— Разве не странно, что она согласилась прилететь? В то время, пока Томас приходит в себя?

— У нее маленькая малышка, и... — Я замолчал. Не хотелось говорить еще больше лжи, а худшее еще было впереди.

Камилла притихла.

— Он не выжил, да? Она хочет сказать нам это лично. — Когда я не ответил, Камилла стала сверлить меня взглядом, пока я на нее не посмотрел. — Скажи мне, Трэвис. Он мертв?

— Ты хочешь хранить еще больше секретов от Трентона? Что будет, если он узнает, что ты узнала о Томми до него? Опять?

— Просто скажи мне, — сказала она. — Я имею право знать.

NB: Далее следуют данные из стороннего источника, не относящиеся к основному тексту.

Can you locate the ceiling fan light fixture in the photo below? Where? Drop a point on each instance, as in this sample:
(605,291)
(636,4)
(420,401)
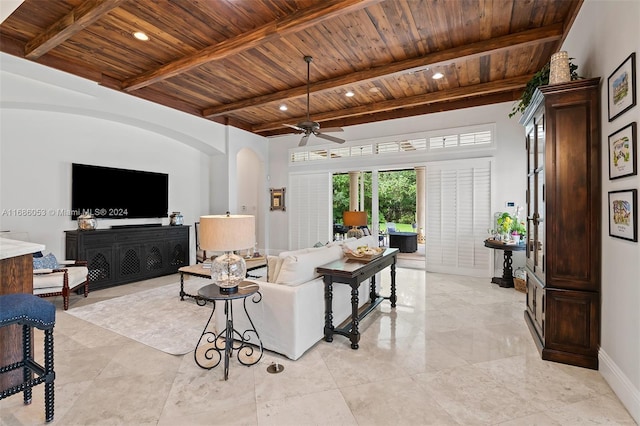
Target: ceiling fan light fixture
(141,36)
(309,127)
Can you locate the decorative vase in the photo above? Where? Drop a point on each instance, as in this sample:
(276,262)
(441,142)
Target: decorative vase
(559,68)
(176,219)
(87,222)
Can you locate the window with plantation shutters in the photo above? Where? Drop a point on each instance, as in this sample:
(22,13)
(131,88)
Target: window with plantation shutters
(458,216)
(310,209)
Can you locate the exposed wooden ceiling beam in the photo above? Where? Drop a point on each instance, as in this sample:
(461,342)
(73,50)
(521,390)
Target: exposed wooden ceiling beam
(483,89)
(287,25)
(75,21)
(466,52)
(410,112)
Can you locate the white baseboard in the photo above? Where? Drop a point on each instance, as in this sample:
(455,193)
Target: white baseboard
(621,385)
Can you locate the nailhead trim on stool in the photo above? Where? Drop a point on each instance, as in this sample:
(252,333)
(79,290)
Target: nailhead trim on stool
(30,311)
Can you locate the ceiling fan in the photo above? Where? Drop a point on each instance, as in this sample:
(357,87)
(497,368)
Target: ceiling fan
(309,127)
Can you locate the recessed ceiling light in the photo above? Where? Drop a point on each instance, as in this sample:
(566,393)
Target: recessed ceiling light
(141,36)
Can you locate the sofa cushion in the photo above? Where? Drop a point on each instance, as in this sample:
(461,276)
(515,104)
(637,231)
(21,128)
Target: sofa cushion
(45,262)
(302,268)
(274,263)
(294,252)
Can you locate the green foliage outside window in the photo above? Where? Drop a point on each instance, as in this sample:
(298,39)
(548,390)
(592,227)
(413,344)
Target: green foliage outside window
(396,196)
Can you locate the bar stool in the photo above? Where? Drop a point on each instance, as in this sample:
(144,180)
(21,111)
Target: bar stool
(30,311)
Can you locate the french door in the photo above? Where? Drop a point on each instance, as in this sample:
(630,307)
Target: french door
(458,216)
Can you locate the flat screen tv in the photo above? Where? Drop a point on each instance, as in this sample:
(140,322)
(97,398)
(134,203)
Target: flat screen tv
(112,193)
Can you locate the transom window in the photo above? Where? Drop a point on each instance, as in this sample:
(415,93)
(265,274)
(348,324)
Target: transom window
(437,141)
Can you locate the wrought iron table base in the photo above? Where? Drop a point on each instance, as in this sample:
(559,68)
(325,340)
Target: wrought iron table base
(213,347)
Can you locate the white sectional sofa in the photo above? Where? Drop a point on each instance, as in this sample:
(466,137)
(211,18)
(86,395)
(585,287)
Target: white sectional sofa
(290,316)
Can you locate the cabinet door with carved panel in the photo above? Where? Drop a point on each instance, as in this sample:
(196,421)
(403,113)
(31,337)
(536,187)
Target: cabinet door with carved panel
(101,265)
(130,265)
(178,255)
(155,258)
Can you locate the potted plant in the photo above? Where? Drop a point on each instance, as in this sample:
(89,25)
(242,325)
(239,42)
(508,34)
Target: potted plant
(541,78)
(509,226)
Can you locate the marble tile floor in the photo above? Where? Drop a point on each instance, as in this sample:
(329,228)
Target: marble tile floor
(455,351)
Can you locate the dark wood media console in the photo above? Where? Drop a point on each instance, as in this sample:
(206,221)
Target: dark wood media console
(123,255)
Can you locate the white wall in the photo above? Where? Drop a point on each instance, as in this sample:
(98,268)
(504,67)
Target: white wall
(604,34)
(510,155)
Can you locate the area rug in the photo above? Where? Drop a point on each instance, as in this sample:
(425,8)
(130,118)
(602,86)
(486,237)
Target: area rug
(155,317)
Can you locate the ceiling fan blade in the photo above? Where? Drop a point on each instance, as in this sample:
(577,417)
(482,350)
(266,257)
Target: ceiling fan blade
(331,129)
(300,129)
(329,138)
(304,139)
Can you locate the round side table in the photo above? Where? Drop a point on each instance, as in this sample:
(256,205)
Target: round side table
(507,269)
(212,347)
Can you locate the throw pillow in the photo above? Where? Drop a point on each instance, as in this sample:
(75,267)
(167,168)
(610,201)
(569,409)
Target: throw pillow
(45,262)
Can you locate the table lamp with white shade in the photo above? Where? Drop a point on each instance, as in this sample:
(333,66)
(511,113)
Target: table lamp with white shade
(227,233)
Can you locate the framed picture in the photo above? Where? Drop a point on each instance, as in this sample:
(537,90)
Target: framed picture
(277,199)
(623,214)
(622,152)
(622,87)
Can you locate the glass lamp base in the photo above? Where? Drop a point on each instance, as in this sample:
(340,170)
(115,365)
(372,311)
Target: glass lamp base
(227,271)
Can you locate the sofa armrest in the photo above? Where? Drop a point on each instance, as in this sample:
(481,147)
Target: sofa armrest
(67,263)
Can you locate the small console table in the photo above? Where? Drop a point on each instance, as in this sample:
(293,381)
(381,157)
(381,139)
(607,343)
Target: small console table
(507,269)
(213,346)
(353,273)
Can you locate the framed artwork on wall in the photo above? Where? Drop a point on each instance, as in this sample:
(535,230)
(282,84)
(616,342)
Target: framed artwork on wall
(622,152)
(621,87)
(623,214)
(277,199)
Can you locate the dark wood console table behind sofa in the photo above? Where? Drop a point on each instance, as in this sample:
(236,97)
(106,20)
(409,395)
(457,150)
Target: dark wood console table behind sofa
(123,255)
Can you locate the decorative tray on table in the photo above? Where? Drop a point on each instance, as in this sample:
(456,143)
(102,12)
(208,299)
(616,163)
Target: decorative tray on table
(363,253)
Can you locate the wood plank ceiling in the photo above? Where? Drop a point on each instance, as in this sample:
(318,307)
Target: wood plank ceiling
(236,61)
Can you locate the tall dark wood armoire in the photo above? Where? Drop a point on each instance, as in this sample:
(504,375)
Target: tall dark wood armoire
(562,126)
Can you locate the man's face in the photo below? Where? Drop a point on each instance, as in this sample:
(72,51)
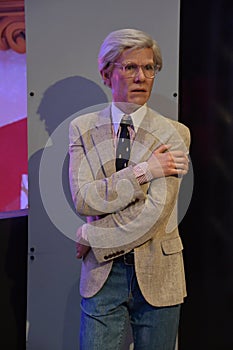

— Больше, чем все остальные?

— Трэвис. Я много лет защищала ради него его тайну.

— И посмотри, где ты сейчас.

Камилла задумалась о моих словах и откинулась назад. Она закрыла глаза, болезненно сморщившись.

— Ты прав.

Я встал, оставляя Камиллу наедине с ее слезами, и пошел обратно в палату, удивленный, что смог почувствовать себя еще хуже, чем раньше. Стало на одного человека меньше, чью жизнь я должен был разрушить. Я замер в коридоре перед дверью Эбби, осознавая, что нам придется сказать это детям. Моим детям. Я должен буду смотреть им прямо в глаза и сказать, что их дядя умер.

Я прикрыл глаза, задаваясь вопросом, как в будущем буду объяснять им, почему они не должны врать. Как они смогут доверять мне после такого? Я толкнул дверь как раз в тот момент, когда Эбби закрывала крышку на молокоотсосе.

— Ну и как это было? — Спросил я.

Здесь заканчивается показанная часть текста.